# Nuxt example

`@eigenpal/nuxt-docx-editor`, the Nuxt 3 & 4 module wrapping the Vue adapter.
Registering the module is the whole integration: it auto-imports an
SSR-safe `<DocxEditor>` component and injects the editor stylesheet. No
manual import, no `<ClientOnly>` wrapper.

## Run it

From the repo root:

```bash
bun install
bun run dev:nuxt       # http://localhost:3002
```

Or from this directory: `bun run dev`.

## The integration

`nuxt.config.ts` is the entire setup:

```ts
export default defineNuxtConfig({
  modules: ['@eigenpal/nuxt-docx-editor'],
});
```

Then use `<DocxEditor>` anywhere.

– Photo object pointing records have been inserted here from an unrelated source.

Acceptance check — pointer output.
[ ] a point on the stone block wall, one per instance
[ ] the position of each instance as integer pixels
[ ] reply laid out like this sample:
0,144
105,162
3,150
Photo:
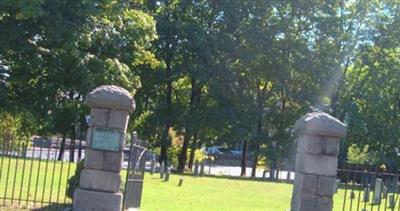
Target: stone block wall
318,138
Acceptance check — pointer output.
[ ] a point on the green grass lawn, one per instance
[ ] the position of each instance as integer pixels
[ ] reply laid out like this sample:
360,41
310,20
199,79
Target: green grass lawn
196,193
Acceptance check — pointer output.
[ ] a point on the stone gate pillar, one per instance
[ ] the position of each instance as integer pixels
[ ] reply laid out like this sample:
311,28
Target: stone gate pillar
318,137
100,181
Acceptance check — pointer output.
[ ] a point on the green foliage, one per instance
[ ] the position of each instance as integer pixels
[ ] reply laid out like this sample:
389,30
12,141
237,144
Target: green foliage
358,155
73,182
12,131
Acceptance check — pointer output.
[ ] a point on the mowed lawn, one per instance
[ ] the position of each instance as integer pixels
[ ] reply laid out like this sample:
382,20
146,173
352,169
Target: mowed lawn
196,193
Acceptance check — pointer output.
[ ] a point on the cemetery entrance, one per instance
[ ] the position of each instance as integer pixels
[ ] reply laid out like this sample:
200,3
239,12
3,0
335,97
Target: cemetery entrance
135,173
367,187
39,173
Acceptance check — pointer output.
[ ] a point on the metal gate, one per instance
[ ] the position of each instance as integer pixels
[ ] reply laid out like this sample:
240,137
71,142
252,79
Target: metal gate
135,173
369,188
33,174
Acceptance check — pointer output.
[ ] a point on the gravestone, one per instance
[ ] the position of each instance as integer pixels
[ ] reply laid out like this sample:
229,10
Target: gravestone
180,181
384,191
162,169
167,173
336,186
366,195
196,168
265,174
99,187
152,164
135,173
377,191
202,169
288,175
391,201
318,138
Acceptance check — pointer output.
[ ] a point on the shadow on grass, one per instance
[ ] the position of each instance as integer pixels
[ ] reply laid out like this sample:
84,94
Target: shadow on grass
54,207
236,178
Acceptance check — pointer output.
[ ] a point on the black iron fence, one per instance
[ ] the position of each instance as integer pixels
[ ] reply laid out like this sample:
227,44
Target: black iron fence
135,173
35,174
369,188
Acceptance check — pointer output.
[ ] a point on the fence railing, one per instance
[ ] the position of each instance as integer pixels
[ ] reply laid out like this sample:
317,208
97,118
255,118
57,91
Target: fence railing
368,188
32,175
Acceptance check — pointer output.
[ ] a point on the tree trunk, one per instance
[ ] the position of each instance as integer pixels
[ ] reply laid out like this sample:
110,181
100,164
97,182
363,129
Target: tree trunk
244,156
256,149
183,155
62,148
273,169
254,167
168,100
194,99
72,144
80,143
192,151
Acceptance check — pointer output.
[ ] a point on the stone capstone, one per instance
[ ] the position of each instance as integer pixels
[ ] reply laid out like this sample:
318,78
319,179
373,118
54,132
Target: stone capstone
319,123
110,96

The module auto-imports it and registers it
client-only, so it never renders during SSR:

```vue
<script setup lang="ts">
import { ref } from 'vue';
import { createEmptyDocument } from '@eigenpal/docx-editor-core';

const doc = ref(createEmptyDocument());
</script>

<template>
  <DocxEditor :document="doc" :show-toolbar="true" />
</template>
```

## Files

| File             | What it does                                 |
| ---------------- | -------------------------------------------- |
| `nuxt.config.ts` | Registers the module, loads Material Symbols |
| `app.vue`        | Opens a `.docx` and renders `<DocxEditor>`   |

## Use it in your own Nuxt app

```bash
npm install @eigenpal/nuxt-docx-editor @eigenpal/docx-editor-core
```

Add the module to `nuxt.config.ts`. The module handles the client-only
boundary and the stylesheet. Load the Material Symbols font via
`app.head.link` in `nuxt.config.ts` for the toolbar icons.